On paper, it looks like an easy job: persuade well-educated, well-paid adults to fill out a form and mail it. But that's not the case when it comes to Loudoun County and the census.

For all their concern about finding and counting the poor, the homeless and immigrants, U.S. Census Bureau officials say the typical Loudoun resident is among their toughest customers when it comes to taking the national head count.

In an effort to coax mailed responses out of more Loudoun households, census organizers have been attending town meetings, civic group gatherings and religious services and visiting community centers during the last few months to promote the 2000 census, which will take place in March.

"It's a fast-paced world," said Jim Brantley, a spokesman for the bureau's Virginia office. "People see this as just another piece of mail coming in. They think, 'I don't have time.' They think it's an intrusion into their lives."

But the census, conducted every 10 years by constitutional mandate, has a substantial, if indirect, effect on individual lives. It supplies information that determines how many members of the U.S. House of Representatives can be elected from each state, which can lead to substantial shifts in political power and money from one part of the country to another.

The findings also determine how much federal aid cities and states receive and help government officials decide where roads, health care centers and schools will be built and where services are needed for senior citizens. Companies also use the data to develop marketing and expansion plans.

"The census affects everything people do," said Van R. Lawrence, one of the Census Bureau's workers who specializes in creating government and community partnerships in the Virginia area. "Most people don't even realize how much power it has on their community."

Census organizers said they are hoping to combat apathy with a $160 million national advertising campaign. They also have launched programs to encourage school-age children to remind their parents to fill out the forms. Leesburg officials have agreed to send reminders on sewer and water bills. Loudoun County officials are working with civic groups to promote the count.
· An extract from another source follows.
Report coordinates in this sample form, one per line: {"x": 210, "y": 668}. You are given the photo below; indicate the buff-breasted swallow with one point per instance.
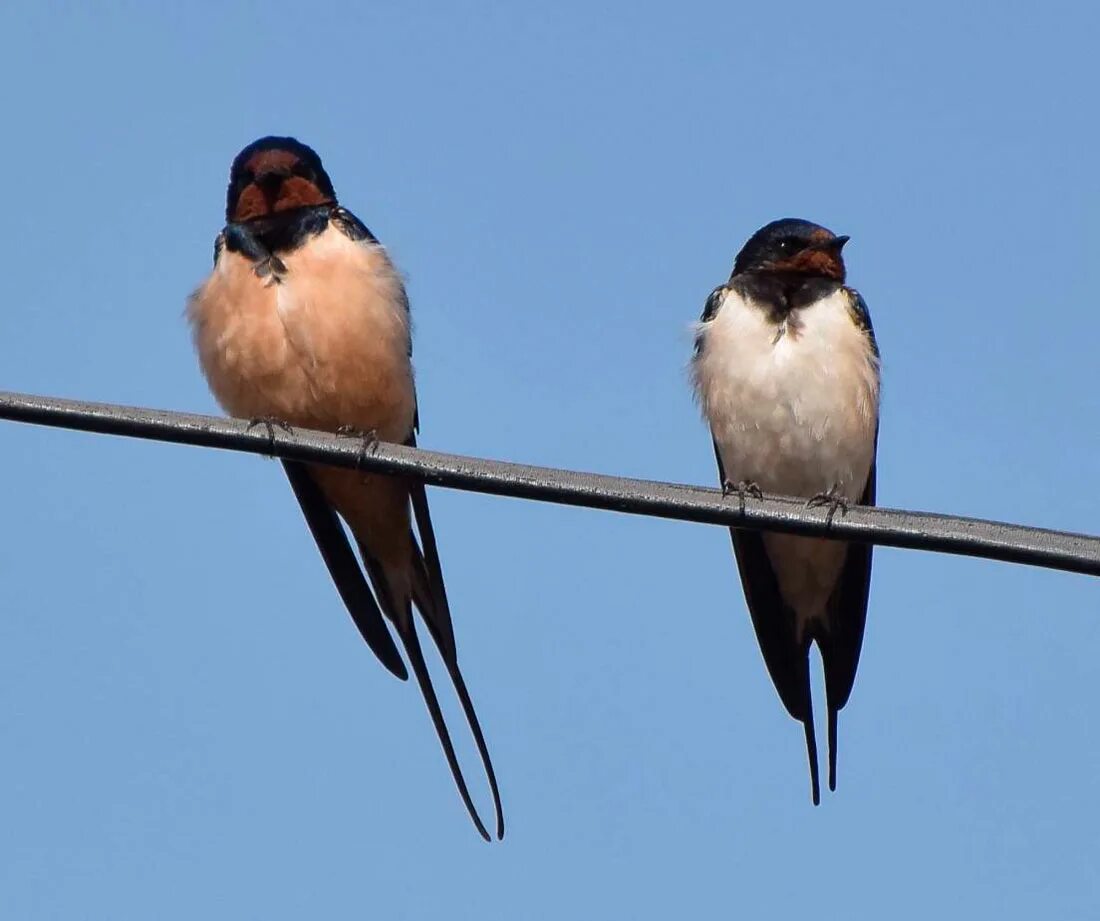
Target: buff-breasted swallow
{"x": 787, "y": 372}
{"x": 305, "y": 321}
"We try to make it as easy as possible for people," Brantley said. "We know the form takes 10 minutes to fill out. People spend more time on credit card applications." He shows off a bright red and white brochure that reads, "This is your future, don't leave it blank."

The forms are to be delivered in March and must be mailed back by April 1. In the 1990 U.S. Census, an estimated 32 percent to 40 percent of Loudoun residents failed to return their forms--about the national average. But in 2000 the goal for Loudoun is to cut that percentage in half.
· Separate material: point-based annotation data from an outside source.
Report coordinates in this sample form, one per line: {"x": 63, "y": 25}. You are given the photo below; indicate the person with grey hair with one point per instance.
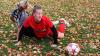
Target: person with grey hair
{"x": 19, "y": 14}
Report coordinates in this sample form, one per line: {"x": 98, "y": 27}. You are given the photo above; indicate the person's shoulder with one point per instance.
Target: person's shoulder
{"x": 45, "y": 18}
{"x": 29, "y": 18}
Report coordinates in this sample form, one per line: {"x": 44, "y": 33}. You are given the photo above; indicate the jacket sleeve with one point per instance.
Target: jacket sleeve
{"x": 55, "y": 34}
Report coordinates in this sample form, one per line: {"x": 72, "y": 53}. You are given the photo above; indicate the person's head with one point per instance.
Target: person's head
{"x": 37, "y": 13}
{"x": 22, "y": 5}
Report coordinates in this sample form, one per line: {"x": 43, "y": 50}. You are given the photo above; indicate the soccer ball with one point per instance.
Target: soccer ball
{"x": 73, "y": 49}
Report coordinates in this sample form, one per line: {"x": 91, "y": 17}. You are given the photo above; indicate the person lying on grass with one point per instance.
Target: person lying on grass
{"x": 39, "y": 26}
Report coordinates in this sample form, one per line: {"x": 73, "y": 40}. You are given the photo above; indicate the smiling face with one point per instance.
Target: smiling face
{"x": 38, "y": 15}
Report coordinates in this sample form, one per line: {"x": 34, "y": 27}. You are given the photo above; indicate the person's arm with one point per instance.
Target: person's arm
{"x": 21, "y": 33}
{"x": 55, "y": 34}
{"x": 12, "y": 19}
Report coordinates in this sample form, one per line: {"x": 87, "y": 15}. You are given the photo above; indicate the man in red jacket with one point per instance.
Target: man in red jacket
{"x": 40, "y": 26}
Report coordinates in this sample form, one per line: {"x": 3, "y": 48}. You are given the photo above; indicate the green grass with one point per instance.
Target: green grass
{"x": 84, "y": 12}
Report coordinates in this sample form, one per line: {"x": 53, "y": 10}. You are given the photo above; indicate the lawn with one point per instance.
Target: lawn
{"x": 84, "y": 30}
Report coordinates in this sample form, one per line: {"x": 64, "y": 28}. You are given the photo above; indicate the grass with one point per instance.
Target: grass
{"x": 86, "y": 17}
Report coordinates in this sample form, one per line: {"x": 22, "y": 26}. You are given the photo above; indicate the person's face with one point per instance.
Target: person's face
{"x": 23, "y": 7}
{"x": 38, "y": 15}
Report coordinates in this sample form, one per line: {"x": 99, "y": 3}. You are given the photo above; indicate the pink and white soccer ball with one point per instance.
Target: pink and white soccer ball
{"x": 73, "y": 49}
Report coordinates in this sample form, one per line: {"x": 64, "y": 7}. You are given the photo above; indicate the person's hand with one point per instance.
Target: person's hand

Because homes in parts of Loudoun County, particularly the south and west, are far off the main roads--whether they are large farms or gated estates--census leaders said they sometimes struggle to reach residents in person to count noses. And in Loudoun, the fastest-growing county in the commonwealth, organizers said they have had to double-check maps, particularly in the east, for new communities.
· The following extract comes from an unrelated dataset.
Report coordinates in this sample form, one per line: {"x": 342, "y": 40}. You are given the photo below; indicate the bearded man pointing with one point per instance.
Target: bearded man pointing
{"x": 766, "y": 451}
"The last time we were out in force counting was 10 years ago, and now we've got entire subdivisions that have popped up," said Bob Gabbard, a Charlotte-based regional recruiting manager for the Virginia area. "If there was a field there last year, now it's got houses and streetlights."

To increase the reliability of the census, the bureau hires counters, who make $6.75 to $14 an hour knocking on doors and taking down answers in person from those who have not returned questionnaires. The bureau also recruits community leaders, such as members of civic, social or religious groups, to encourage people to fill out the forms and mail them in.

"People feel more comfortable hearing about something from someone in their own community," Brantley said.

Tamara Hrynko, of Middleburg, said she decided to become a census recruiter in her area last July after she saw an ad.

"I personally believe in the census and what it can provide for people in the money their areas get," she said. "We all pay taxes. We should get something back. We don't want Loudoun to miss out."